I wish I had kept a journal of those days because now, nearly 44 years later, my mind is a bit fuzzy about it all. Young and idealistic, I had great dreams about the kind of educator I would become.   Coming of age during the 60's,  I embraced the Civil Rights Movement and the "new" ideas about education, but I also respected and looked up to those who had been in education for a long time.  
My mentor for the summer of 1965 was Idelia B. Riggs.   As I reflect back on her now, I consider this consummate educator as one the best with whom I have had the privilege to know throughout my entire lifetime.  She must have been in her sixties when I was a young college student.  She had already taught everything from kindergarten to college.  She had even been the principal of a one-room schoolhouse at one point in her career.  
Mrs. Riggs knew what children needed to grow and to prosper educationally, emotionally and socially.  She embraced the ideals behind Project Head Start and imparted them to me as she spoke of all of the reasons why she believed the program could be successful.  

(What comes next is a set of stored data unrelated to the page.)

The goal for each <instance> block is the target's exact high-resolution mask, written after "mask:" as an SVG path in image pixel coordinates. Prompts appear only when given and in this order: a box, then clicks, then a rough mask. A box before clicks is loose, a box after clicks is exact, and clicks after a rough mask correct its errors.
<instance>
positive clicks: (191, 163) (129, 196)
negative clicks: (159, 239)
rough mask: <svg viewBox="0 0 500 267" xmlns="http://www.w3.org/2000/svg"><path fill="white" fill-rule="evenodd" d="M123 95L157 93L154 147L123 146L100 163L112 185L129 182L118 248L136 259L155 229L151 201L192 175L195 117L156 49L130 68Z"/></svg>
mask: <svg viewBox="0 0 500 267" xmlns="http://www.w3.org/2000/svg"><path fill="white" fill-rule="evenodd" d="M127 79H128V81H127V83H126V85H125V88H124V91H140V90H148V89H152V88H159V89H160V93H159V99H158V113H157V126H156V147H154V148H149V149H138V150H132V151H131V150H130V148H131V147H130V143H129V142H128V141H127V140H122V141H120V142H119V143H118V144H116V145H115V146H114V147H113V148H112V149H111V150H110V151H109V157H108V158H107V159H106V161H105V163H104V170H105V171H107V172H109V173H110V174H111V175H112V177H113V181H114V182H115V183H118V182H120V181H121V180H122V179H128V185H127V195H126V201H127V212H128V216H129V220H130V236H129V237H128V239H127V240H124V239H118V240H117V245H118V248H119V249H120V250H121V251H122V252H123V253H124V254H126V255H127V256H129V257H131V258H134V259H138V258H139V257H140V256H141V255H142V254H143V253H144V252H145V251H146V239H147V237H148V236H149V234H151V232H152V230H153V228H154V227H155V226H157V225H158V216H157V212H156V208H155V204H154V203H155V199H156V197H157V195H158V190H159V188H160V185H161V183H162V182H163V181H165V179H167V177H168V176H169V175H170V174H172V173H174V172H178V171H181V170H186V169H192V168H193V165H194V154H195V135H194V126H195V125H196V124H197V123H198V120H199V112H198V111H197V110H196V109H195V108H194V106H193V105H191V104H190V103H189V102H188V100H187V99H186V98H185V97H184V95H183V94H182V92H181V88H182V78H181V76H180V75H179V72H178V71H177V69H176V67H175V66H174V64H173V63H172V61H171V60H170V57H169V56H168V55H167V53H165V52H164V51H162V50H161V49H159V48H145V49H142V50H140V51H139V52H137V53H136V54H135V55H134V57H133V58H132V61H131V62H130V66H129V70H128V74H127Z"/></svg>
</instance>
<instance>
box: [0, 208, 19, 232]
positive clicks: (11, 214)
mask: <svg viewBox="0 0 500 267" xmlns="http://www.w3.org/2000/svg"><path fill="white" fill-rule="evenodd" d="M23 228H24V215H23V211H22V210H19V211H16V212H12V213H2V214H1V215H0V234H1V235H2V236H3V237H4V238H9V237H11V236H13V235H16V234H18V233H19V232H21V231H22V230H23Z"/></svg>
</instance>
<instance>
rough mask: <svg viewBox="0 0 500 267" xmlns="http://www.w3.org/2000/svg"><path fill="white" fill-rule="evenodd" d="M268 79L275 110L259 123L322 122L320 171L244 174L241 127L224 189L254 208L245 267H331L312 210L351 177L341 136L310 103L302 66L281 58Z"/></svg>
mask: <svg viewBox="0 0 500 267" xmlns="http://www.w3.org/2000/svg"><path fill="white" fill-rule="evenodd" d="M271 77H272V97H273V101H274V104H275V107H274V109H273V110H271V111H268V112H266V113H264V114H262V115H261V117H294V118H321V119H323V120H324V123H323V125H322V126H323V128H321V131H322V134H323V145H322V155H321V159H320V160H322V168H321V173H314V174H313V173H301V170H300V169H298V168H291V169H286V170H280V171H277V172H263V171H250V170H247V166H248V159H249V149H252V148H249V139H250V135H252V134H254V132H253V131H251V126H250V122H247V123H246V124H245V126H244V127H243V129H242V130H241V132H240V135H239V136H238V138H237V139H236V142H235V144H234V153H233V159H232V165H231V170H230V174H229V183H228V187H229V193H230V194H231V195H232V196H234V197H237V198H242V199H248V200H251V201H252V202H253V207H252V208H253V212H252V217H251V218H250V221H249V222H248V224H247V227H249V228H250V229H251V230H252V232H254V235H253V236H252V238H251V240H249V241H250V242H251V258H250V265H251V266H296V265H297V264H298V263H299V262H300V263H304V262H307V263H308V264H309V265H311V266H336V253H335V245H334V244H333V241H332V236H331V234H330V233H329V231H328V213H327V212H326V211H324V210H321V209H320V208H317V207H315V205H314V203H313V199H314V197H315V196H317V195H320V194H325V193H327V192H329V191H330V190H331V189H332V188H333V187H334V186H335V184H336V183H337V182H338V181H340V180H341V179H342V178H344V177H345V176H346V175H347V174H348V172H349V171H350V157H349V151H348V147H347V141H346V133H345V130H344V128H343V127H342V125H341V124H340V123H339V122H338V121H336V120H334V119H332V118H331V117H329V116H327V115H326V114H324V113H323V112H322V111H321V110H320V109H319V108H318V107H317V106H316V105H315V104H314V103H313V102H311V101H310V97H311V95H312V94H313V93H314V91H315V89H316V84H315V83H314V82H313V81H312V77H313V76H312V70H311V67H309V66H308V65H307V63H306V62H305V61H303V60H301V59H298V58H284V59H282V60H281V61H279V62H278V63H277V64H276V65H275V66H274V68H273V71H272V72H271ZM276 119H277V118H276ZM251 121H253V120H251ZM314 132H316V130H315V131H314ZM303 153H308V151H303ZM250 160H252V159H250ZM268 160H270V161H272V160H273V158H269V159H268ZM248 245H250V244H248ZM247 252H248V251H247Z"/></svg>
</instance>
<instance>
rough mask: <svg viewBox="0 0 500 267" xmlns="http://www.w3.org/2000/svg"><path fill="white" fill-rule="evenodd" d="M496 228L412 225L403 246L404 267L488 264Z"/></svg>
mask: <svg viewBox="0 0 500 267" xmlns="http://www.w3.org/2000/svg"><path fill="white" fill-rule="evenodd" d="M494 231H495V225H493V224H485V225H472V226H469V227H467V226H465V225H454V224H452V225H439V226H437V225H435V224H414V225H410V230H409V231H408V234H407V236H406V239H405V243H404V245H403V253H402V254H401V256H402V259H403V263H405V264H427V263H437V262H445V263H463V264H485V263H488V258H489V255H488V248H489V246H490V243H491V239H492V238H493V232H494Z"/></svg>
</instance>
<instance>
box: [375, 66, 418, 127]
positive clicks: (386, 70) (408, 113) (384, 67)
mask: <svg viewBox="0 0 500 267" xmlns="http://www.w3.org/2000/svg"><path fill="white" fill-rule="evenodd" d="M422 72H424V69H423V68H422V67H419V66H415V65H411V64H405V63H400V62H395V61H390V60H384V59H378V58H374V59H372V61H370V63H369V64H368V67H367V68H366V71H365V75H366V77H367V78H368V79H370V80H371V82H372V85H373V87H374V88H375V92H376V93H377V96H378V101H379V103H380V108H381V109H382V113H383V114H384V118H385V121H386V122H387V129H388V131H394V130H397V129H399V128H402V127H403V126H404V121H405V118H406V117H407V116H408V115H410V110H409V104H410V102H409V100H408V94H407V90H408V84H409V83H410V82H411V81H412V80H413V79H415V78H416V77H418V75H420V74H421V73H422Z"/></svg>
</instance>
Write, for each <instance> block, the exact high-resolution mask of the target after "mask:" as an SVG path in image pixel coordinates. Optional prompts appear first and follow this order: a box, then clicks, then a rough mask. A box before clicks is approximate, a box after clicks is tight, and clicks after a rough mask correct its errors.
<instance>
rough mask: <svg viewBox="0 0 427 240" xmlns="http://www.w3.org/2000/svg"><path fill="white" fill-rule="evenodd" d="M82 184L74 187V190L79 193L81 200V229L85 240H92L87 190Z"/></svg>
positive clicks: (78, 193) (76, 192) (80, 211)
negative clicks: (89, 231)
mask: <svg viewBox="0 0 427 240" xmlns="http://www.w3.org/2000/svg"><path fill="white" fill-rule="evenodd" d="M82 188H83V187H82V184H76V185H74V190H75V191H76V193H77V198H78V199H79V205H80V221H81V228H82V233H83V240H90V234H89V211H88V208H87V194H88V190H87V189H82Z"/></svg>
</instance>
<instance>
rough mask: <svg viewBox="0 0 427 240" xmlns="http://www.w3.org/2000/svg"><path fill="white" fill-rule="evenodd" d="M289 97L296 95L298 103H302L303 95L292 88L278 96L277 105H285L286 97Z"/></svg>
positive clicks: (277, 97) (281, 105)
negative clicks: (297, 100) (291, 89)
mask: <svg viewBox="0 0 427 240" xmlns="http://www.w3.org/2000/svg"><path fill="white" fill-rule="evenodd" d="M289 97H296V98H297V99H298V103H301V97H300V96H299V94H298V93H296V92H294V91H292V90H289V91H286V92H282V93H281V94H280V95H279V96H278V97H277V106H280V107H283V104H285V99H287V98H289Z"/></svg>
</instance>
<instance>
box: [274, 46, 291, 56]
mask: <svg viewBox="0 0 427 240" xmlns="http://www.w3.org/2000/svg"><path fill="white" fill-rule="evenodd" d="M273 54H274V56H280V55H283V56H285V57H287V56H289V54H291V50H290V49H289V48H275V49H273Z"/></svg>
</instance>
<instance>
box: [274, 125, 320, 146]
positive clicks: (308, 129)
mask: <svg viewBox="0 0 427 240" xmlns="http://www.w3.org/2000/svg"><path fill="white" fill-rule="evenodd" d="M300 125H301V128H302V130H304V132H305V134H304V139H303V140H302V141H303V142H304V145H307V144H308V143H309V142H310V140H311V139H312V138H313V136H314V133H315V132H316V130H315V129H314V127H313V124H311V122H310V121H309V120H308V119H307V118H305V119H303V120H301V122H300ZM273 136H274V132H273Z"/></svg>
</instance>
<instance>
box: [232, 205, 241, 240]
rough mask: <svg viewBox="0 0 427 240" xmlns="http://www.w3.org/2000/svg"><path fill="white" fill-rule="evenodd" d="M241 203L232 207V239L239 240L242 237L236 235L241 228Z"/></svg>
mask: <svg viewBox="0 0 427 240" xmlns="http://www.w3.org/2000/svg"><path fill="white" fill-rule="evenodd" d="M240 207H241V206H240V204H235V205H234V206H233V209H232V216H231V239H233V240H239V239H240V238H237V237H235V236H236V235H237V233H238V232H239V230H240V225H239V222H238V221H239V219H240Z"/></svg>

She said that the children of poverty in the our local area were beginning school without the skills that other children brought to school.  Sometimes, they didn't even know how to use indoor plumbing.  Yes, in 1965, in our program in Leadville, Colorado, some of the children did not have indoor plumbing.  We had to teach them how to use the bathroom facilities.  Many did not receive proper nutrition at home and were undernourished.  They lagged behind their peers in knowing how to grasp a pencil or how to turn the pages of a book. Many did not know the alphabet.    Many did not know colors or shapes.  They did not have group or personal social skills. 
Project Head Start’s comprehensive program was based on a belief that  school readiness was achieved by giving the children equal portions of playtime, story time, art activities, and basic academic preparation such as learning how to recognize and form letters through reading and writing.  
Our lead teacher, Mrs. Riggs was a very practical woman who put up with no nonsense from anyone.  Her character was stellar.  She saw her role as an educator as one as a public servant.  She was not interested in feathering her own nest or building her career.  She was there for the children she taught and for the families she served.  
In my mind's eye, I see her now.  She is wearing an apron with pockets so she would have "a place for those tissues to wipe a child's nose or tears," or as a place to keep stray crayons, pencils or rubber bands that she might need while she was teaching.  Patient, kind and loving, she was also demanding when it came to giving something your best efforts.  We ALL learned from her.   

Now that I have retired as a classroom teacher, it is nice to reminisce about those days of both my own personal and the national idealism that abounded  60's.   Mrs. Riggs, and the ideals of Head Start, greatly influenced my philosophy of my own role as an educator. I am grateful that I came of age as a person and as educator when programs like Head Start were new and fresh and perhaps idealistic.  Those early lessons and philosophies, rooted deep in my heart,  are still driving my passion today as I serve CCIRA in supporting teachers as they strive to make sure that all children are on The Road to Literacy.